6 thoughts on “Bea Uusma – Die Expedition

  1. Hyvää iltaa, Neyasha.
    Schöne Bücher sind edle Bücher; was Wunder, dass ich mir zu Weihnachten auch ein paar solche gegönnt habe.

    Für jede der gelungenen Entdeckungsreisen in der Menschheitsgeschichte gibt es viele Versuche, die mehr oder minder dramatisch scheiterten. Der Erfolg diktiert auch hier das Bild, weswegen ein näherer Blick auf eine der tragisch geendeten Expeditionen mehr als gerechtfertigt ist. Selbst im Scheitern kann Größe zu liegen kommen.

    Anmerkenswert bleibt, dass nicht wenige der großen Entdecker – darunter einige Frauen – nach einem grandiosen Erfolg, auf Folgereisen den Tod fanden.

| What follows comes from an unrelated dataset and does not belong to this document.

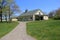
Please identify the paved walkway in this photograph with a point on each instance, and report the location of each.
(19, 33)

Fast könnte man/frau an die Eifersucht der Götter denken wollen.

    in memoriam, Carrie Fisher

    bonte

    1. Solche Bücher sind ein wahrer Augenschmaus – und besonders erfreulich ist es, wenn auch der Inhalt toll ist.

      Ja, bei den Folgereisen musste ich jetzt an die Shackleton-Expedition denken. Da haben die Männer alle eine solche Reise überstanden und dann sind sie zurückgekommen und mussten im Ersten Weltkrieg kämpfen, wo einige dann gestorben sind.

  2. Oh, das klingt nach einer sehr spannenden Auseinandersetzung mit dem rätselhaften Ende einer Expedition. Die erfolgreichen Reisen sind ohne Frage interessant, aber da sie erfolgreich verliefen, gibt es halt auch immer Teilnehmer, die alle Fragen dazu beantworten können (wenn auch vermutlich nicht immer ganz wahrheitsgemäß oder objektiv *g*). Bei einer solchen tragischen Reise hingegen kann man ja wirklich nur mutmaßen, was alles genau passiert ist und wie es zu diesem Ende kam. Faszinierend!

    Zu schade, dass meine Bibliothek das Buch definitiv nicht im Bestand hat. Da hätte ich gern mal einen Blick hineingeworfen.

    1. Ja, solche Rätsel und offene Fragen finde ich auch immer besonders faszinierend. Nicht von ungefähr hat mein Interesse für Polarreisen mit einem Buch über die Franklin-Expedition begonnen.

      Schade, dass deine Bibliothek das Buch nicht hat. Vielleicht kannst du diesbezüglich ja mal einen Ankaufswunsch platzieren.

  3. Na, da freu ich mich aber, dass dein Exemplar nicht stinkt. Und ich freu mich auch, dass es dir genauso gut gefallen hat, wie mir. Ich habe es an Weihnachten auch noch einmal verschenkt, meine Mutter hat es , so wie Du, fast am Stück durch gelesen. Es ist wirklich ein ganz wunderbar aufgemachtes Buch.